My webby little heart is broken, as I have just read that author and scholar Alan Jacobs is retiring his blog Text Patterns. It’s hard for me to overstate Text Patterns’ influence on me and this blog. Jacobs opened up a whole new world of topics to cover in my own blog writing, helping me discover a passion I barely knew I had; exploration of the history, fate and role of the written word in our modern technological landscape. This is a common enough topic, I suppose, on the Internet, but Jacobs covered it with erudition, accessibility, humor, and humility. When I blog about books, writing, and communication, I am very much aping — if only aspirationally — Jacobs and Text Patterns.
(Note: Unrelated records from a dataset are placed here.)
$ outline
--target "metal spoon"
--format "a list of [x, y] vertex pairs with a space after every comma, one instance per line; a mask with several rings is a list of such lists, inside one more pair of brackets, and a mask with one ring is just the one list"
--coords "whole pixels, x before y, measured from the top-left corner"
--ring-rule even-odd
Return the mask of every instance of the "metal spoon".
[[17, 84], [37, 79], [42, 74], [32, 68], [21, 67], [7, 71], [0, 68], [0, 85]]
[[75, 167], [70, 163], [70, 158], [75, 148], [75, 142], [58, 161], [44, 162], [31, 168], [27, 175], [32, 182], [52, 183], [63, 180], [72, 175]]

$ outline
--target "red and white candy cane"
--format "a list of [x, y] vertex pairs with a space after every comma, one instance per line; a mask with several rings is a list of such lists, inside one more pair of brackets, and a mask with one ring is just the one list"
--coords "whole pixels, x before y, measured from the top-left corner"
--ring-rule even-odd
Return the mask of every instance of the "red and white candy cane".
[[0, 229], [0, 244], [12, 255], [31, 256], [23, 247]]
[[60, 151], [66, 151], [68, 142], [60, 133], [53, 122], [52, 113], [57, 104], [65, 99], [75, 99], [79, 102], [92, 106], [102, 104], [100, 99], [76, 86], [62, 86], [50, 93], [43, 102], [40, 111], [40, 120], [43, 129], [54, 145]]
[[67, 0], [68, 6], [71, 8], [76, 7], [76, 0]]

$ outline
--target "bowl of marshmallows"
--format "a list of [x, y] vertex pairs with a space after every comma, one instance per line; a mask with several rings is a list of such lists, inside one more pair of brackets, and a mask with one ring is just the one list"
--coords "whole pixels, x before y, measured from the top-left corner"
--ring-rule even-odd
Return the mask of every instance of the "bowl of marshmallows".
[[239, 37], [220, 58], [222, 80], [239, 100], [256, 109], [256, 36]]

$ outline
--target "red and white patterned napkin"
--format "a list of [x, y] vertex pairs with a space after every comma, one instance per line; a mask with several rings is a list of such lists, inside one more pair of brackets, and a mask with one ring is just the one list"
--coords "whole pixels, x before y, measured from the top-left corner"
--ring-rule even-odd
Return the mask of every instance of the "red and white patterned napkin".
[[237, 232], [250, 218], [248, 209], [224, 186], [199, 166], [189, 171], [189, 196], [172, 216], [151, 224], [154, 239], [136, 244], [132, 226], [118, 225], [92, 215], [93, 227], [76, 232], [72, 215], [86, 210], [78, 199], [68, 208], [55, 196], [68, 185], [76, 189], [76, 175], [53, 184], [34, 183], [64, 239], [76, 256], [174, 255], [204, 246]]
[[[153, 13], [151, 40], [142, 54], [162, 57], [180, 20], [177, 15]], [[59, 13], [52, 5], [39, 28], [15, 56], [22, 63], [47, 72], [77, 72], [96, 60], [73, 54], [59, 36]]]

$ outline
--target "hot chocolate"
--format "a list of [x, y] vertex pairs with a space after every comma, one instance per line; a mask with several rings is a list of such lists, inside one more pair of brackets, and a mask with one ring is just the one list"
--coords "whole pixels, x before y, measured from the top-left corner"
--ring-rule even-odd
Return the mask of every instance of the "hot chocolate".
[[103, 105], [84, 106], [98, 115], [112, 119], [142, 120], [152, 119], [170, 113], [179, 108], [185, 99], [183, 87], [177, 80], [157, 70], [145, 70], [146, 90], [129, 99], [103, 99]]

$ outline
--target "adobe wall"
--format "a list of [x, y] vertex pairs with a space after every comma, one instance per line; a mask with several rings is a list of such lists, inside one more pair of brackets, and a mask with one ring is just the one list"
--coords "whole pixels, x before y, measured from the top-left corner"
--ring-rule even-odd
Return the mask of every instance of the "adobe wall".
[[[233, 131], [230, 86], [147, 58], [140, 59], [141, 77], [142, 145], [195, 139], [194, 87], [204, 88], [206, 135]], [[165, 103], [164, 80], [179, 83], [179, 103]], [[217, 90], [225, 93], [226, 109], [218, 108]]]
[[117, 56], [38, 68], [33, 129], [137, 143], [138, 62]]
I don’t remember how I discovered Text Patterns to begin with, but I suspect it was probably via a linking by Andrew Sullivan, or perhaps I was googling about for things Kindle-related. Whatever the first cause, I found Text Patterns at its original home, the now-defunct “Salon-for-conservatives” known as Culture 11 (which also featured the likes of Conor Friedersdorf and David Kuo). When I realized what Culture 11 was, I was a little trepidatious to be hanging around there, but it became apparent very quickly that Jacobs’ blog was not some ideological screed in a web browser (nor was the wider Culture 11), but a thoughtful, independent-minded destination. When Culture 11 went under in 2009, I presumed all was lost, but then the magazine The New Atlantis picked up Jacobs’ blog, and Text Patterns continued. Now, I have to suffer its loss a second time.

And it is Jacobs’ more conservative roots that make my affinity for his work all the more remarkable to me. I spent a couple of years blogging nearly exclusively on atheism and the harm done by religion. Jacobs is not only a Christian, but a scholar whose frequent focus has been theology. Yet, like Andrew Sullivan, he is clearly no Tea Party know-nothing, but a brilliant man who has arrived at very different conclusions than myself in regards to things like the nature of reality and, presumably, (because I have not read any political writing he may have done) policy.

Those differences matter little. In fact, they make him and his work all the more fascinating to me. My tens of readers will already know how I adored his recent book The Pleasures of Reading in an Age of Distraction. I hope, as Jacobs notes in his final post, that this ending means more writing along those lines.

I am glad that Jacobs will be able to pursue new avenues of discovery outside the bounds of his blog, but the end of Text Patterns leaves a gaping black hole in the Internet that will not easily be filled.